This is the fourth post in a series about problems that fascinate me, that I think are important and interesting. The series draws on important work from the fields of safety critical systems and from the study of complexity, specifically complex socio-technical systems. This was the theme of my keynote at EuroSTAR in The Hague (November 12th-15th 2018).
The first post was a reflection, based on personal experience, on the corporate preference for building bureaucracy rather than dealing with complex reality, “The dragons of the unknown; part 1 – corporate bureaucracies”. The second post was about the nature of complex systems, “part 2 – crucial features of complex systems”. The third followed on from part 2, and talked about the impossibility of knowing exactly how complex socio-technical systems will behave with the result that it is impossible to specify them precisely, “part 3 – I don’t know what’s going on”.
This post looks at accident models, i.e. the way that safety experts mentally frame accidents when they try to work out what caused them.
Why do accidents happen?
I want to take you back to the part of the world I come from, the east of Scotland. The Tay Bridge is 3.5 km long, the longest railway bridge in the United Kingdom. It’s the second railway bridge over the Tay. The first was opened in 1878 and came down in a storm in 1879, taking a train with it and killing everyone on board.
The stumps of the old bridge were left in place because of concern that removing them would disturb the riverbed. I always felt they were there as a lesson for later generations. Children in that part of Scotland can’t miss these stumps. I remember being bemused when I learned about the disaster. “Mummy, Daddy, what are those things beside the bridge? What…? Why…? How…?” So bridges could fall down. Adults could screw up. Things could go badly wrong. There might not be a happy ending. It was an important lesson in how the world worked for a small child.
Accident investigations are difficult and complex even for something like a bridge, which might appear, at first sight, to be straightforward in concept and function. The various factors that featured in the inquiry report for the Tay Bridge disaster included the bridge design, manufacture of components, construction, maintenance, previous damage, wind speed, train speed and the state of the riverbed.

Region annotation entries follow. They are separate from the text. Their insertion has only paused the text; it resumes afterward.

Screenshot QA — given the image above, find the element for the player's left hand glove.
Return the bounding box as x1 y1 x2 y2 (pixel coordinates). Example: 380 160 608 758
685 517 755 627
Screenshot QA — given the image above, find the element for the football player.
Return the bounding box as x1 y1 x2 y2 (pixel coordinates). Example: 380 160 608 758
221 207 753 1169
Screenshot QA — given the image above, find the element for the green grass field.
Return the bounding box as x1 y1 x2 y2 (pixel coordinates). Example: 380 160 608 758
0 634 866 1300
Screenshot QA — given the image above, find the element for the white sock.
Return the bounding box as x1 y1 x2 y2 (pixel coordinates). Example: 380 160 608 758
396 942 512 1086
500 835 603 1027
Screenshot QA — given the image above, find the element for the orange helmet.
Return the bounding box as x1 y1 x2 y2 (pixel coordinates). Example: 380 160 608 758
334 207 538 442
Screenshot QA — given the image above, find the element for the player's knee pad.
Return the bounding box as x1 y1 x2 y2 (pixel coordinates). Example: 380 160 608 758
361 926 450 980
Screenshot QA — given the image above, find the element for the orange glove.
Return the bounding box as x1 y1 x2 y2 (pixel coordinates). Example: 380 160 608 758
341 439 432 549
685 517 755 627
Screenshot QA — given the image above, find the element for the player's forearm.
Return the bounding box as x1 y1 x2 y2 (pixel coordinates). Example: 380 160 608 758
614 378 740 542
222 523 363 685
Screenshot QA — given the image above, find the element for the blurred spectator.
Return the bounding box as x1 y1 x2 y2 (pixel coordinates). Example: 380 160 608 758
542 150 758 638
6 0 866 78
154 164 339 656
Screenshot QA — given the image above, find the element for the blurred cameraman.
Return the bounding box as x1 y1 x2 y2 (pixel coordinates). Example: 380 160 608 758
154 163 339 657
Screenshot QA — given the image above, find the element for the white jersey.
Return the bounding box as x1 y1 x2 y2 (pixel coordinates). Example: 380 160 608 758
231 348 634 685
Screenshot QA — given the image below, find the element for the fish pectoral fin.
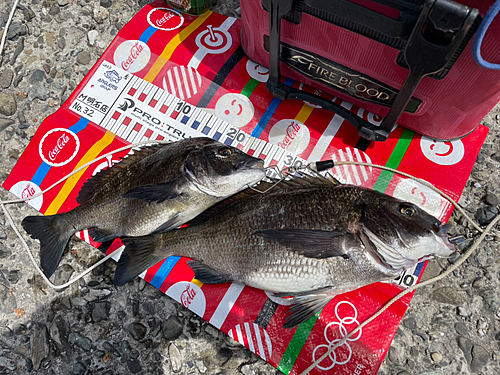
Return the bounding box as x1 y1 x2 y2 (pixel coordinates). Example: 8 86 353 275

These factors obviously had an impact on each other. That’s confusing enough, and it’s far worse for complex socio-technical systems. You could argue that a bridge is either safe or unsafe, usable or dangerous. It’s one or the other. There might be argument about where you would draw the line, and about the context in which the bridge might be safe, but most people would be comfortable with the idea of a line. Safety experts call that idea of a line separating the unbroken from the broken as the bimodal principle (not to be confused with Gartner’s bimodal IT management); a system is either working or it is broken.
Thinking in bimodal terms becomes pointless when you are working with systems that run in a constantly flawed state, one of partial failure, when no-one knows how these systems work or even exactly how they should work. This is all increasingly recognised. But when things go wrong and we try to make sense of them there is a huge temptation to arrange our thinking in a way with which we are comfortable, we fall back on mental models that seem to make sense of complexity, however far removed they are from reality. These are the envisioned worlds I mentioned in part 1.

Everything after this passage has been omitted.